Seu arco está nas caminhadas matinais que dá pela praia e nas conchas que seleciona cuidadosamente. Normalmente, um “bom dia, Sr. Mac”, passaria despercebido, entretanto, aqui, é a prova de que o protagonista foi bem aceito e é querido na ilha para onde, a princípio, não queria ir. A narrativa circular ressalta a pacatez da região – várias situações se repetem -, o que não torna o filme enfadonho, pelo contrário, eleva a sutil comicidade e nos aproxima dos personagens.

Falando no humor, as diferenças culturais são brilhantemente exploradas. Logo no início, Mac e Oldsen resgatam um coelho machucado e, quando menos esperam, sem terem a menor ideia, saboreiam o pobre coitado. Em outro momento, o protagonista pede para o Padre local guardar um segredo, o que, obviamente, é impossível, já que estamos falando de uma ilha onde todos sabem tudo que acontece – as pessoas correndo ao fundo é um toque genial.

Mac não faz a barba, não se preocupa com possíveis promoções ou com o seu Porsche, nem é engolido pelo edifício comercial. Ele ri ao lado de pescadores, vislumbra o amor verdadeiro, fica bêbado e dança valsa na festa de comemoração. Stella, mulher de Urqhart, é quem chama a sua atenção e, sem que ele exponha seus sentimentos, notamos em olhares e em rápidos sorrisos que algo mudou em seu coração.

Não, o protagonista não se declara, nem vive um romance proibido, apenas sente, pela primeira vez, que a vida pode ser mais do que salários exorbitantes e salas cheias de executivos. Completamente bêbado, Mac chega a falar para Urqhart que deseja ficar na ilha com Stella, todavia, inteligente e humano, o roteiro não leva a situação a sério, a tratando exclusivamente como uma conversa entre amigos “levemente alcoolizados”.

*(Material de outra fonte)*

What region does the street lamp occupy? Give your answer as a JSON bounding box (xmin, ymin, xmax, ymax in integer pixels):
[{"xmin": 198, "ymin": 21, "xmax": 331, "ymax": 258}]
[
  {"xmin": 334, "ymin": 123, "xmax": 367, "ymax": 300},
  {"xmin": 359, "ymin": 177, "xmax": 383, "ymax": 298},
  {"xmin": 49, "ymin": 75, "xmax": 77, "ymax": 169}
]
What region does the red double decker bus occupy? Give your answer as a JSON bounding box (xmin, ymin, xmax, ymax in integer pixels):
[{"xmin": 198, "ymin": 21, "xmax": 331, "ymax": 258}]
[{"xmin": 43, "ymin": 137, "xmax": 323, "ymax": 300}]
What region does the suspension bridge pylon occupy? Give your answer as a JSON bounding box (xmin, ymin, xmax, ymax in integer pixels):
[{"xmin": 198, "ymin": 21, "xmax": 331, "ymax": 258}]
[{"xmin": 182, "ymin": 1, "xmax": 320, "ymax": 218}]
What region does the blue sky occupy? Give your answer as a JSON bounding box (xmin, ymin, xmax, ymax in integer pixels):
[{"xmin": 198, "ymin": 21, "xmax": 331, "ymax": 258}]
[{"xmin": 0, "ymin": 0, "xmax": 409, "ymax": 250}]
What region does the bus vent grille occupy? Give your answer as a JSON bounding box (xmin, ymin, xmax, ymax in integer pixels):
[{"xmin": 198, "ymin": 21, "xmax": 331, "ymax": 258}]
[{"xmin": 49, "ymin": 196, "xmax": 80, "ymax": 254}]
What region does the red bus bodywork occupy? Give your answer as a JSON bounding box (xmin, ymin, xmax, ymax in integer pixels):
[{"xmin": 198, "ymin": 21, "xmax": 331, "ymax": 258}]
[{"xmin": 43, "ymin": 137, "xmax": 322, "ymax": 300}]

O encantamento de Mac é traduzido pelo cineasta Bill Forsyth e pelo diretor de fotografia, que admiram as paisagens bucólicas da ilha através de planos gerais estonteantes. A sequência dos meteoritos e a da aurora boreal são de uma rara exuberância e o uso de contraluz coloca o protagonista na posição de espectador, um apreciador daquilo que nunca tinha visto e julgava ser impossível. O corte nos leva ao frenesi de Houston, ratificando o porquê da vontade de Mac de permanecer ali.

A direção de arte, tirando a cabine telefônica, foge de cores quentes, o que não reforça melancolia, mas a simplicidade de um lugar em que as coisas são genuínas e a diversão advém de seu estado de espírito. Por outro lado, em Houston, a sala de Happer é enorme e acoplada à tecnologia.

Os moradores querem ficar ricos e Mac quer abandonar as garantias de uma existência segura… queremos aquilo que não temos, aquilo que desconhecemos.

O roteiro ainda dá espaço para Oldsen e Marina, uma bióloga, desenvolverem uma relação que, além de adorável, é fundamental na concepção daquele universo. Por último, Happer, cansado de seu psicólogo maluco e de petróleo, vai a ilha, fica amigo do único senhor que não concorda com o negócio e decide abortar a missão, abrindo, em vez de uma refinaria, um instituto científico.

Burt Lancaster é sempre um intérprete incrível de se observar, no entanto, o principal destaque do elenco é Peter Riegert, que transmite uma série de emoções e atravessa um arco considerável com um minimalismo admirável.

A trilha sonora de Mark Knopfler, lindíssima e discreta, sintetiza a obra. Aliás, seguindo com Dire Straits, “Local Hero”, se comparado a uma música da banda, seria “Love Over Gold”: é bonito, poético, singelo e não tem pressa para chegar ao desfecho, sendo esse o seu grande êxito.